Table 3 Evaluation of the duration of the training

Finally, different architectures are evaluated against each other. All methods are trained without data augmentation over 50 epochs. The BiT-M again illustrates the influence of transfer learning. Table 4 shows the increase compared to the DenseNet-201 with 5.7% points in the Top 1 accuracy for the validation data and 4.1% points for the test data. EffiecientNet-B7 achieves the highest values for the Top 1 accuracy of the validation data and the test data in this work.

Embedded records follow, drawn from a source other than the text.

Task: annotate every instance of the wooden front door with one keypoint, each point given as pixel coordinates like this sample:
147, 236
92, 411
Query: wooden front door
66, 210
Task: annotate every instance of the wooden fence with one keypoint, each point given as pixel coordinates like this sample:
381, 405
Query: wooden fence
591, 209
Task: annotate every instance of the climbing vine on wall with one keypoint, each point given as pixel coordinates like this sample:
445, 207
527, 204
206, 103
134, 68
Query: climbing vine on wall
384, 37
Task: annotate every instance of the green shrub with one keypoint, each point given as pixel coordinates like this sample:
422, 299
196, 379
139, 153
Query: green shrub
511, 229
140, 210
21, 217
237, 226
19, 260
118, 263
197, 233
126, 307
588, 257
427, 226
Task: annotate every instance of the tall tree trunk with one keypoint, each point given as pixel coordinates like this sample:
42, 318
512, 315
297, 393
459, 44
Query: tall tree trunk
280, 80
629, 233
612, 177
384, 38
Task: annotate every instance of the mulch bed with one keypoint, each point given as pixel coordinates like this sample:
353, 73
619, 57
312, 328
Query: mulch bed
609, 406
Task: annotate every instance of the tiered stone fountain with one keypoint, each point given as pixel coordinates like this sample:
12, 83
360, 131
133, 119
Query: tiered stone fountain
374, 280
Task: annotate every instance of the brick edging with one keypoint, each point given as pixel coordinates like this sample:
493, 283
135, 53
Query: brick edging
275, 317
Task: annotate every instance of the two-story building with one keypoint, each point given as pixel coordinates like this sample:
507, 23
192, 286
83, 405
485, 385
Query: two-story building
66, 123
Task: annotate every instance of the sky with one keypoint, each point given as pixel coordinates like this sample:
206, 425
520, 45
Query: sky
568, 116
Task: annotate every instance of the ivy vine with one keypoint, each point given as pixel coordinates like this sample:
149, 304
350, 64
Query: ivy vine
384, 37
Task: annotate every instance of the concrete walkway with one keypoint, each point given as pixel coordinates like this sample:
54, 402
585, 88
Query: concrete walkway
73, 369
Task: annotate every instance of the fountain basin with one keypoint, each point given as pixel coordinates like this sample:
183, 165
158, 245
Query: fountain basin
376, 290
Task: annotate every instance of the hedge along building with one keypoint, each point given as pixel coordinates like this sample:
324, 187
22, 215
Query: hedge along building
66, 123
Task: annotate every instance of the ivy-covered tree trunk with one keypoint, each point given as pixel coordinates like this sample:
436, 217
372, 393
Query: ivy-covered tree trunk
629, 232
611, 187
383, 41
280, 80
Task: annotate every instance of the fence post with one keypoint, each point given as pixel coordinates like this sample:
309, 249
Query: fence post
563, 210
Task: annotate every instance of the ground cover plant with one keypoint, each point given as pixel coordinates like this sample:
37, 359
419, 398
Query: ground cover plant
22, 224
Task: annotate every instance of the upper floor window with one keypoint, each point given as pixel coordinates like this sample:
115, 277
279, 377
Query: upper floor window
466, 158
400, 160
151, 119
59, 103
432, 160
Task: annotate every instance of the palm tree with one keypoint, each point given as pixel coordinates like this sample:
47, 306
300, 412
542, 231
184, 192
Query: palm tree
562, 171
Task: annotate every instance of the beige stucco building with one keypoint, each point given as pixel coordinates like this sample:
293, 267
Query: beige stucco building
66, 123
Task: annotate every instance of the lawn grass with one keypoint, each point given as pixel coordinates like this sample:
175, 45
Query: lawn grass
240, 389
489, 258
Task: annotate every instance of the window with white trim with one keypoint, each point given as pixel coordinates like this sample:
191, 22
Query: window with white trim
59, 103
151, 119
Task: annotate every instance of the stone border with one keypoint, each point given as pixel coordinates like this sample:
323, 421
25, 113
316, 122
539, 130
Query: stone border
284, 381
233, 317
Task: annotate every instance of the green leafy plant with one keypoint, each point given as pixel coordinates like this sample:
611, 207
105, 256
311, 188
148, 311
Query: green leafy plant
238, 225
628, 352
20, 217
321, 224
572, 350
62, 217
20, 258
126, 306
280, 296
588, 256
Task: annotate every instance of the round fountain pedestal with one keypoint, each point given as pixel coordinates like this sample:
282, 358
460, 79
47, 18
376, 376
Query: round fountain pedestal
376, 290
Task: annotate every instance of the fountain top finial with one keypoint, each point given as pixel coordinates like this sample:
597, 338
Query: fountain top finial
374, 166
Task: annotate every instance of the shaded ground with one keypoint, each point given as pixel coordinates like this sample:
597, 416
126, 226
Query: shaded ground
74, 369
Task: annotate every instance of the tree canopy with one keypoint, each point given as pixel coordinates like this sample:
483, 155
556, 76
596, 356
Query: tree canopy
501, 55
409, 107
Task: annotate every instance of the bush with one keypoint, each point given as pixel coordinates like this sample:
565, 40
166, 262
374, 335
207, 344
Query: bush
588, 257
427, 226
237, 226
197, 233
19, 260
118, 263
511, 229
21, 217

The Top 1 accuracy of the test data with 99.9% means in absolute numbers that there is only one misclassification in the 936 test images.

Table 4 Evaluation of different network architectures

Discussion

It is obviously that the specific integration of prior knowledge is necessary in order to be able to use CNNs in the scenario described. This is mainly due to the size of the networks. To train all the weights with 4496 training images is not possible. Initializing the CNNs with meaningful weights so that only fine-tuning has to be done, is very successful. Another method to address the small amount of training data is to augment the data artificially. For example, the images can be rotated or their pixel values can be changed. Enhancing the training data with rotated images has led to an increase in recognition accuracy. Recognition of instruments is a use case that requires high specialization rather than high generalization of CNNs. The longer an algorithm trains the higher the recognition accuracy. The highest increase is found in the first 10 epochs. Nevertheless, it has been shown that longer training times can still achieve small but measurable increases in recognition accuracy. For future work, it must be noted that the training duration per epoch increases proportionally to the number of training dates.

Conclusion

A total of 156 different surgical instruments are captured and a data set with a total of 6552 images is created. The instruments can be recognized with a maximum Top 1 accuracy of 99.9% and a Top 5 accuracy of 100%. The scientific question of “Scientific question” section can be answered with yes.

This work is the basis for an image-based tracking of surgical instruments in the operating room during an operation. It addresses the recognition of one instrument per image in front of a homogeneous background with controlled lighting conditions. The high variance of possible backgrounds and scenes as well as the very small ratio of instrument size to image size pose the most difficult challenges. Overlapping instruments or covering by operating room personnel are further hurdles to reliable track and trace of instruments in the operating room. It should be noted that the established marker-based technology can only be replaced where recognition at item number level makes sense and where instruments are visible.